Выбрать главу

Oddał salut Desjani.

– Oczywiście. Obowiązki kapitana okrętu nigdy nie mają końca. Zobaczymy się na mostku za kilka godzin.

Tym razem uśmiech Desjani był o wiele zimniejszy, już czuła nadchodzącą bitwę z siłami Światów Syndykatu.

– Nawet nie zauważą, kto im dokopał! – zawołała, oddalając się korytarzem.

Albo oni, albo my, pomyślał Geary, nie mogąc się pohamować. Powziął szaleńczą decyzję, zawracając flotę uciekającą z pułapki, z której tylko cudem się wydostała, i nakazując jej lot powrotny do systemu gwiezdnego, gdzie nieomal została zniszczona.
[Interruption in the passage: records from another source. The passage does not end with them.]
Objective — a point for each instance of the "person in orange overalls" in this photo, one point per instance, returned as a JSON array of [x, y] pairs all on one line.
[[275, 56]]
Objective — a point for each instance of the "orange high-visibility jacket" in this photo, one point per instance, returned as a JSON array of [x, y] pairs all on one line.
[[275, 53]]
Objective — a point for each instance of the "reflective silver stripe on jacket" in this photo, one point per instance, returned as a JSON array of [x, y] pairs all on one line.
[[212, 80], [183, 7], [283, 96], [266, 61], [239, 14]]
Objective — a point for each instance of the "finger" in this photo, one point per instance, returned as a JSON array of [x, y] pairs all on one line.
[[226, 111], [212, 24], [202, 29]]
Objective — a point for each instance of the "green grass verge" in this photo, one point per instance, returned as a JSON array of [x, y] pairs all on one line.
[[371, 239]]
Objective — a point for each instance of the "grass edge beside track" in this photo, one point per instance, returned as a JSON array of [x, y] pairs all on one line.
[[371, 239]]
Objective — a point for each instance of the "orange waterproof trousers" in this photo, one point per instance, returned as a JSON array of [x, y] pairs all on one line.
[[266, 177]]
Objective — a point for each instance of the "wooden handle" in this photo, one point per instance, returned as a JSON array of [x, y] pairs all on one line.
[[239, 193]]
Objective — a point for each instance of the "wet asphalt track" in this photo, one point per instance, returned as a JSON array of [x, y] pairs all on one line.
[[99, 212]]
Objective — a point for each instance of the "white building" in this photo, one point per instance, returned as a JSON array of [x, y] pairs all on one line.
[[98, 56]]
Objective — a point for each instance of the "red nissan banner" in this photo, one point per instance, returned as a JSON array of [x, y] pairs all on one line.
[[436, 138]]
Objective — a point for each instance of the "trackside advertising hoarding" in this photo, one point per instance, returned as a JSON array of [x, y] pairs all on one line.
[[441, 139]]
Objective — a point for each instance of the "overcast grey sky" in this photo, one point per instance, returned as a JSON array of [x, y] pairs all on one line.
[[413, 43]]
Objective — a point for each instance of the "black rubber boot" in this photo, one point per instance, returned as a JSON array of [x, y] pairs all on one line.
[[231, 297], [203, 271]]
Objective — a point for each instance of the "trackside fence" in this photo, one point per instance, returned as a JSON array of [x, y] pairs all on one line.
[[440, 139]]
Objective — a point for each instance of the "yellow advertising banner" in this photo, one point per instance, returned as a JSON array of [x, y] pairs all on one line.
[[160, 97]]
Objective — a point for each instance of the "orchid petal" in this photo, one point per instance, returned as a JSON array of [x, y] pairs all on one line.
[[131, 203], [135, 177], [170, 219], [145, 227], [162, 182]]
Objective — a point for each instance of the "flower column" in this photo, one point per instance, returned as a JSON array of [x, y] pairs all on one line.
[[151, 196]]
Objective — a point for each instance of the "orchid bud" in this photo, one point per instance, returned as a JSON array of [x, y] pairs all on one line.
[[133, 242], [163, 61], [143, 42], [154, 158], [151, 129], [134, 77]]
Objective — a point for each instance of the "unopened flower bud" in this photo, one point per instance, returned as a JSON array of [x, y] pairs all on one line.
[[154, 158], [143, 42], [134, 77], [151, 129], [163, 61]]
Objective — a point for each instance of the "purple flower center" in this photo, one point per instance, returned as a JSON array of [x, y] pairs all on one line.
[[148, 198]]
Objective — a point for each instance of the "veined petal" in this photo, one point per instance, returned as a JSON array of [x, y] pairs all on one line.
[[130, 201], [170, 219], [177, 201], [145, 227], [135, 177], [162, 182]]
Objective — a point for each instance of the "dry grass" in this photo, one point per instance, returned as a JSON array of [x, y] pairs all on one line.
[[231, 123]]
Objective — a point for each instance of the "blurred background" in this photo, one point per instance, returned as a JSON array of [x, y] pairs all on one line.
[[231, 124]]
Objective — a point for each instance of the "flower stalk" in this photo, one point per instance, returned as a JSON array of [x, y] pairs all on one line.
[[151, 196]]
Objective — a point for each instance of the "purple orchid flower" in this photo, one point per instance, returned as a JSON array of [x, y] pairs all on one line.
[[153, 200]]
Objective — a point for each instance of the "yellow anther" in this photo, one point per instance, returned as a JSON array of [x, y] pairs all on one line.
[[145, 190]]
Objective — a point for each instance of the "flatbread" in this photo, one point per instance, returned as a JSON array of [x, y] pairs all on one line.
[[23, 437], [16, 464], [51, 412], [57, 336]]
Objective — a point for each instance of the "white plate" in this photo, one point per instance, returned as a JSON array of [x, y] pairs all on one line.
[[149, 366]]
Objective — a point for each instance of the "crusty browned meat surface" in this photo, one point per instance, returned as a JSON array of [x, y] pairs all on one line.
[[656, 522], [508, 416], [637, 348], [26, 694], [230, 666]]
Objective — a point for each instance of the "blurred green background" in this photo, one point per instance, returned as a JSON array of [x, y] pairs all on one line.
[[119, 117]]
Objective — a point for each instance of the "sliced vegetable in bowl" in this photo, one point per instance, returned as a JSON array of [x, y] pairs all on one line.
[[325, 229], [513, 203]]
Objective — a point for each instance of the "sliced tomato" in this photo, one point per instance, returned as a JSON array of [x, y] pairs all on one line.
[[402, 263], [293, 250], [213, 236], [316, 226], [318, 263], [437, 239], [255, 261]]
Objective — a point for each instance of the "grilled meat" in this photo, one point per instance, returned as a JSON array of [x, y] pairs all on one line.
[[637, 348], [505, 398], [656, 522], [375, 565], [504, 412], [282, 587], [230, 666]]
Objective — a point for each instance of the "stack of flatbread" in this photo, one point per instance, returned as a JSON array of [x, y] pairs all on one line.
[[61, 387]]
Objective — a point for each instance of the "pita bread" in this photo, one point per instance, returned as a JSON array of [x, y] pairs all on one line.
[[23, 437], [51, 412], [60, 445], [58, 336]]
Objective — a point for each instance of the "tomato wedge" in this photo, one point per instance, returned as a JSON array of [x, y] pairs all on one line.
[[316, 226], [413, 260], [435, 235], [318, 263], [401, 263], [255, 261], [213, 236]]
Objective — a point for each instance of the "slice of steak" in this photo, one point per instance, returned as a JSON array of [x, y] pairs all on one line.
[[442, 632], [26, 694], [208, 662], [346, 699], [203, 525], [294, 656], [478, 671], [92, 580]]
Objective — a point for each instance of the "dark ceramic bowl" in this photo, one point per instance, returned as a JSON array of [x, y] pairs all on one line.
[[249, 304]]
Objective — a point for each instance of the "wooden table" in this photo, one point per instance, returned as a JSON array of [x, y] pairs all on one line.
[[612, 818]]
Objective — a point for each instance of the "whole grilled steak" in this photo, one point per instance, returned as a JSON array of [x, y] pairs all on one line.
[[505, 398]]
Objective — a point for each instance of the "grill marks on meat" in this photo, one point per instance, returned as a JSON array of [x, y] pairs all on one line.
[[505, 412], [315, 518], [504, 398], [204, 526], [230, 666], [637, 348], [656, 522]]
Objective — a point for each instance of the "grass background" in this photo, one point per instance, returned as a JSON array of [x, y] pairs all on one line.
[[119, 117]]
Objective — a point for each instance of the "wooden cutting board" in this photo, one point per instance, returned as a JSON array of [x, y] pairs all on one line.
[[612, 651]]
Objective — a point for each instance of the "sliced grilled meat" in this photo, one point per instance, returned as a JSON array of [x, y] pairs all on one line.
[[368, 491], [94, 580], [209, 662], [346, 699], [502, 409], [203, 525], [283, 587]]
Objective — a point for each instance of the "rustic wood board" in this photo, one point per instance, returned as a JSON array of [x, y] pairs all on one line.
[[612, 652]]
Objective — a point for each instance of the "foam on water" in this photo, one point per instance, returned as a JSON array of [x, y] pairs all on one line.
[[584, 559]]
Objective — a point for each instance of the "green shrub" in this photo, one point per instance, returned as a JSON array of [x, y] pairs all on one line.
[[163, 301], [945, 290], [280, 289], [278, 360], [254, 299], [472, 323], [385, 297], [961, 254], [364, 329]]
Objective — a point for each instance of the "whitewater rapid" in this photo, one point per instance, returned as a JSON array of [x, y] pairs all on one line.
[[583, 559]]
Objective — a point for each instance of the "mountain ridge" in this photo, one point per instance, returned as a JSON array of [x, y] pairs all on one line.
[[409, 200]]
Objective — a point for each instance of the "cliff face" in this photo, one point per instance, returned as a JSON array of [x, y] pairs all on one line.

Lecz najwyraźniej ucieszyła ona oficerów i marynarzy Nieulękłego, nie miał też wątpliwości, że na innych jednostkach jest podobnie. Wielu rzeczy jeszcze nie wiedział o marynarzach Sojuszu żyjących o całe stulecie po jego czasach, ale jednego był pewien: potrafili walczyć jak diabły wcielone. Jeśli mieli polec, chcieli ginąć z bronią w ręku – walcząc z wrogiem i atakując do ostatka, a nie uciekając.

Większość z nich jednak wcale nie zamierzała umierać, wierząc, że Geary poprowadzi ich bezpiecznie do domu i ocali nie tylko flotę, ale i cały Sojusz.

– O, przodkowie, pomóżcie mi wypełnić to zadanie – mruknął do siebie.

* * *

Wiktoria Rione, współprezydent republiki Callas i członkini senatu Sojuszu, czekała w kabinie Geary’ego. Zatrzymał się, gdy ją zobaczył. Wprawdzie posiadała pełen dostęp do jego prywatnych pomieszczeń – spędzili tutaj wiele wspólnych nocy – ale od momentu gdy nakazał flocie powrót na Lakotę, znów zaczęła go unikać.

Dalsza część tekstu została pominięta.